Filmmaker's current success isn't a matter of degrees

Margie Boulé, The Oregonian
March 31, 2004

You want to grow up to be a feature-film director? Everybody knows how to go about it. You study hard in high school, go to a good film school for college, move to Hollywood and spend years working your way up.

Rebecca Rodriguez never read the instructions.

At 36, Rebecca's first full-length feature, "Coming up Easy," will premiere Friday night at the Longbaugh II Film Festival in Portland. She wrote it. She directed it.
She lived it.

Most people keep secret the life experiences Rebecca says she has survived. Rebecca not only talks about violence and abuse that she endured as a child, she made a movie about it. "Based on a true story," it says in the opening credits. "I'm pretty open about certain things," Rebecca says, "because when you own the painful parts of your life, it can be really powerful."

Rebecca is 36 today, and lives in Vancouver. It seems like a long time ago when her mother and father used to battle. After their divorce, her mother married a convicted murderer, just six months out of San Quentin. "For most people, that would be a little red flag," Rebecca says, laughing.

In the years before her stepfather died during a robbery, "We were moving, moving all over the place, so my stepfather could elude authorities." When she was 15, Rebecca was told the family was moving again. "I was tired, and my grades had gone down the tubes. . . . I said, 'I'm not going.'"

She dropped out of high school and got three jobs to support herself. "That was when my life became my own. It was difficult." But she stayed away from drugs and out of trouble. "I think I had an absolute army of guardian angels watching over me."
Unlike most future film directors, Rebecca had no clue she'd end up making movies. She knew she was uneducated. She doubted she'd ever do anything important. It was a dark time when friends left for college.

She married a Navy man at 20 and moved to Guam. The marriage didn't last, but Rebecca moved her first mountain on Guam. Distressed by the number of abandoned animals she saw, she founded a humane society that still thrives there. "It was the most empowering experience," she says. Suddenly she felt she could do anything. In the next few years she moved to Portland, created and patented a parenting system, and became an inventor, manufacturing and selling useful household devices. She created the parenting system, which uses tokens for positive reinforcement, when her sister and three nephews moved into her house, seeking refuge from domestic abuse.
"The creative juices were just crazy-flowing," Rebecca says. "While doing this inventing, I started to itch to act in a film."

She'd had success as an actress, landing the first nine roles she auditioned for. Now she set about writing a script for a film she wanted to act in. It was her story and her sister's, about their childhood and her sister's escape from domestic violence as an adult. She called it "Coming up Easy."

"By the time I finished writing, all my passion had shifted from acting to writing and directing." The first script led to a second. More followed. She went to Sundance Film Festival and saw that aspiring directors began with short films. So she came home to Portland and wrote two short films.
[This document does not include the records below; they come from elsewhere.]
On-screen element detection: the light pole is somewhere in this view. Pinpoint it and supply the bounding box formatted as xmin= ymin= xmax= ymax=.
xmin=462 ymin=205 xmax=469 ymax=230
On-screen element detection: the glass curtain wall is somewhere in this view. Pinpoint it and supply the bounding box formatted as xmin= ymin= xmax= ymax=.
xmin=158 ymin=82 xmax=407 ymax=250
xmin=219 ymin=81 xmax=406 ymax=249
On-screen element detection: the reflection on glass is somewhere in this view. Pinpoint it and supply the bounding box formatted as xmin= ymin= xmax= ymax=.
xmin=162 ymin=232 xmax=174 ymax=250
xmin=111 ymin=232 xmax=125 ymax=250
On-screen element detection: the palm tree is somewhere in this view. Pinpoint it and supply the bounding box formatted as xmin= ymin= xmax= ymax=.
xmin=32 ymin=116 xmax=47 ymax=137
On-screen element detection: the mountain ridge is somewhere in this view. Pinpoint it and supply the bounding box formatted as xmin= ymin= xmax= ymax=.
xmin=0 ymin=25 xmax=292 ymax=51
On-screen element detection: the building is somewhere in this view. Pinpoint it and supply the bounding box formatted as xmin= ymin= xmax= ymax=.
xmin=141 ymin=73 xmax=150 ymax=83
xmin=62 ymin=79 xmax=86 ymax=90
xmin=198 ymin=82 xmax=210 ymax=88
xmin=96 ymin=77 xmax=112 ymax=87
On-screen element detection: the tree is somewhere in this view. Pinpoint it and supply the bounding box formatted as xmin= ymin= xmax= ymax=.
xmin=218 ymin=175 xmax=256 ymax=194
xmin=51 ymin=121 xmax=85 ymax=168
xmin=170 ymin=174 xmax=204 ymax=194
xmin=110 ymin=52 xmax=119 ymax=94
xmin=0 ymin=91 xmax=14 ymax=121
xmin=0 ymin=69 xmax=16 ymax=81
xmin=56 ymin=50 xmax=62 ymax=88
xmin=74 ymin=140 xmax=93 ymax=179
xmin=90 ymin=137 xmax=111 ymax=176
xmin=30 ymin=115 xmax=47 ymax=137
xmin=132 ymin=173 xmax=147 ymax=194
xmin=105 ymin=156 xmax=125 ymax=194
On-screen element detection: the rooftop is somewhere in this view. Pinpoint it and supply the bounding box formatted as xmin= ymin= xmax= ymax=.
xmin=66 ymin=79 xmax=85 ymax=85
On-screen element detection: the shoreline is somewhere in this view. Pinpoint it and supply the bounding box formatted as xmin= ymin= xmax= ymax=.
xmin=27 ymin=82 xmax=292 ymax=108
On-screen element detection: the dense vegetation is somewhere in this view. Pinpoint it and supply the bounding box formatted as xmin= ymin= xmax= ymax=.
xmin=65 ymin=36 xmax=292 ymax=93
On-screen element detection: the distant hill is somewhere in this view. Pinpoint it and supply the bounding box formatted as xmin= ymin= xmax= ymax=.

A friend agreed to finance them, and the two films were shot during a single weekend. "Talk about a grind," Rebecca says. "I might as well have taken everyone, dumped us all into a meat grinder and shot us out the other side."

The exhausting effort was worth it. "Soul Collectors" premiered at the Seattle International Film Festival. "Talk about ecstatic," she says. "This huge theater was packed, and people laughed when they were supposed to. I almost passed out, sitting there." Both shorts were picked up by Universal Studios and have been shown all over the world.

It was time to direct a feature film. Rebecca picked her own story, "Coming up Easy." "I agonized over it, because it's a very personal story. I had to sit down with my sister and talk about opening up this can of hurt." Her sister urged her to do the movie. "She feels strongly it's going to help people," especially other victims of domestic violence.

Rebecca and a crew of Portland professionals shot the film in 18 days last year, funded mostly by local investors. They came in on schedule and on budget.
Rebecca is excited about the premiere at 9 p.m. Friday at the Hollywood Theatre in Portland. But she's already working on several potential films, some by other writers. "Whenever money comes for one, that's what I'll do first," she says.
She didn't go to a fancy film school -- she never even finished high school. She doesn't have a big-name mentor or a Southern California address.

But Rebecca Rodriguez absolutely knows her future is in directing films. "In a way, I was really blessed that I didn't have the guidance most people got," she says. "Because for me, there are no boundaries, no limitations. The way I look at it, other people have done it, so I can do it. Let's go do it. It'll be fun."